Honeycombs to Honeyhangovers:
A Day with The Sixth Street Beekeeper
by Frances Wilson
September 20, 2013
A few minutes later, there came Ray, on his bike, with trays of honeycomb strapped to the back of it. The Bee Keeper had arrived.
Ray’s bees live on top of the Sixth Street Community Center, where we all pick up our weekly goodies.
Ray Sage cares more about his bees than their honey. He only collects honey twice a year from his bees (if that). If he collects, he does so once in mid summer and once around Labor Day. Taking too much honey from the bees would prevent them from surviving the winter. Last year, Ray’s bees all died because it was too dry of a summer and there wasn’t enough pollen for them to gather. No honey collecting for 2012, and a very sad loss.
This trend is one that unfortunately is of global concern. Bees are dying all around the world; since 2006, it has gotten far worse. Many of us don’t realize the vital importance of bees.
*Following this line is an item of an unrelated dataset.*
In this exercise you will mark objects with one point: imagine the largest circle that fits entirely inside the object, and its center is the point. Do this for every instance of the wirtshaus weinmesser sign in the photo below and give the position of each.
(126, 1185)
As Dennis vanEngelsdorp says in his TED talk, we have bees to thank for one out of every three bites we take.
Okay, back to the details of my field trip. I lucked out by being invited to the last collection of the 2013 season. Ray brought two boxes with around ten trays of honeycomb in each. They were heavy and dripping with fragrance.
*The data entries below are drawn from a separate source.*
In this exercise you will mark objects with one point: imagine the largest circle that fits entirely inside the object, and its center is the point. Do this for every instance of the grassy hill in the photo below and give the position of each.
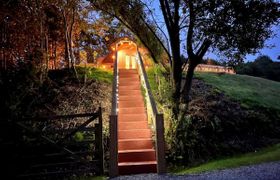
(248, 90)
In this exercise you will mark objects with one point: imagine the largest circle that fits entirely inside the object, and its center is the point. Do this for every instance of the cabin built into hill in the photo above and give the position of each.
(127, 52)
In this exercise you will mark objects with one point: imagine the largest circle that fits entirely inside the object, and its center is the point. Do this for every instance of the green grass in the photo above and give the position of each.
(250, 91)
(96, 73)
(265, 155)
(89, 178)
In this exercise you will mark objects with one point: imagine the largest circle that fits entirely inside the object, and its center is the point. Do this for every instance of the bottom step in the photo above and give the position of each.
(126, 168)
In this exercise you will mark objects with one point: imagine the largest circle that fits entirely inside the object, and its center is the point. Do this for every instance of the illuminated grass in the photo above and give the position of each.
(96, 73)
(250, 91)
(265, 155)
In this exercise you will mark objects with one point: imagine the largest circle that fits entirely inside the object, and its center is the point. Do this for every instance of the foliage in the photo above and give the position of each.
(263, 67)
(162, 92)
(79, 136)
(249, 91)
(259, 156)
(131, 14)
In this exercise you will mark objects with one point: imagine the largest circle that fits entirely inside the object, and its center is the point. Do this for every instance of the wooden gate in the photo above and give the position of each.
(56, 147)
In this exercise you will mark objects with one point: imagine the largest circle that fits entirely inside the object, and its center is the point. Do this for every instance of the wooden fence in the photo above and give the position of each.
(59, 146)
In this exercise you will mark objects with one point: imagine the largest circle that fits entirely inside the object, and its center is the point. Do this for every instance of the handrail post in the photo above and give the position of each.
(113, 165)
(100, 143)
(161, 167)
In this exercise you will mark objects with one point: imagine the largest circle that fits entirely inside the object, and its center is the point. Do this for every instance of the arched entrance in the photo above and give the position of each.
(127, 51)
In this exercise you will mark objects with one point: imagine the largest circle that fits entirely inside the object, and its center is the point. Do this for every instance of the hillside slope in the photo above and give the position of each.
(249, 90)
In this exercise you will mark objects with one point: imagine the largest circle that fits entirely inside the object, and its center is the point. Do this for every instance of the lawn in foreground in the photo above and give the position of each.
(249, 91)
(265, 155)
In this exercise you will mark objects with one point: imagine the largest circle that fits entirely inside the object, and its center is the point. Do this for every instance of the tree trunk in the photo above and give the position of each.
(176, 70)
(54, 59)
(72, 57)
(66, 42)
(185, 94)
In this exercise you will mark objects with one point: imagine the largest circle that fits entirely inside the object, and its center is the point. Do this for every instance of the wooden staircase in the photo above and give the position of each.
(136, 153)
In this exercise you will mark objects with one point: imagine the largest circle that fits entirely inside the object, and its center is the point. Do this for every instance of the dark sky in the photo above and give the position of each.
(273, 44)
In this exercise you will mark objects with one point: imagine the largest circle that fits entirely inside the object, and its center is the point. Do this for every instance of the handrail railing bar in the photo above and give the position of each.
(150, 96)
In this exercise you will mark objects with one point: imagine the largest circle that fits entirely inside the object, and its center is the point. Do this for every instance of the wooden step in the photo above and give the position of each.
(128, 74)
(133, 125)
(128, 71)
(130, 93)
(128, 80)
(129, 98)
(131, 103)
(135, 110)
(130, 87)
(134, 133)
(132, 117)
(134, 144)
(126, 168)
(137, 155)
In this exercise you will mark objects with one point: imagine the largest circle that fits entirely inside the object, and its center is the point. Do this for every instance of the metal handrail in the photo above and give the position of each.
(144, 79)
(115, 87)
(113, 124)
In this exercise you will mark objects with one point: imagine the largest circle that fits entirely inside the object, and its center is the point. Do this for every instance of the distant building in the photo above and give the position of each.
(213, 68)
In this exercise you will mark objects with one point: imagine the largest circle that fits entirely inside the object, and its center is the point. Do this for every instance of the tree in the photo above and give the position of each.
(228, 26)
We gently scraped off the outer layer of beeswax on each side of the honeycomb tray (basically, ‘de-capping’ them) to let the golden sweetness begin to ooze out. Before letting too much seep out, we placed them four at a time inside the large extractor. Then we spun it. Around and around, sweet, thick and golden, it splattered around the edges, eventually collecting at the bottom. After spinning for a little while, we took out the trays and switched them so the opposite side faced outward, and then spun them again. Lastly, we opened the valve and let the honey drain into a large bucket before transferring it to individual jars.
This all sounds pretty straight forward, but it took a while. I was there from 10:30 AM until about 3PM with Ray, Wendy, Nina, and Paul. We were a team. Nina was especially efficient with all her newfound honey-extracting skills.
We each ended with a jar of honey and sweet satisfaction. We were drunk. Went from one taste to the next: sugar high to sugar low, honey by itself to honey in tea. Golden bliss.
Now that I’m over my honey hangover, it feels good to write about the whole experience—what fun it was! It’s been pretty amazing for me, a country girl who used to collect maple sap with her Vermont neighbor, to now, collecting honey in a busy metropolitan city, where she never expected to find the countryside right at her doorstep.
Apparently urban beekeeping has a ton of potential. It has a higher overwintering survival percentage (62.5% to 40%) as well as a higher honey yield (26.25% to 16.75%) compared to rural beekeeping according to Noah Wilson’s TED talk about bees (yes, I watched every TED talk on bees after getting home from my fieldtrip). Maybe bees can beecome the new NYC apartment pet!?
Thank you Ray and Wendy for inviting me along on such a fun field trip!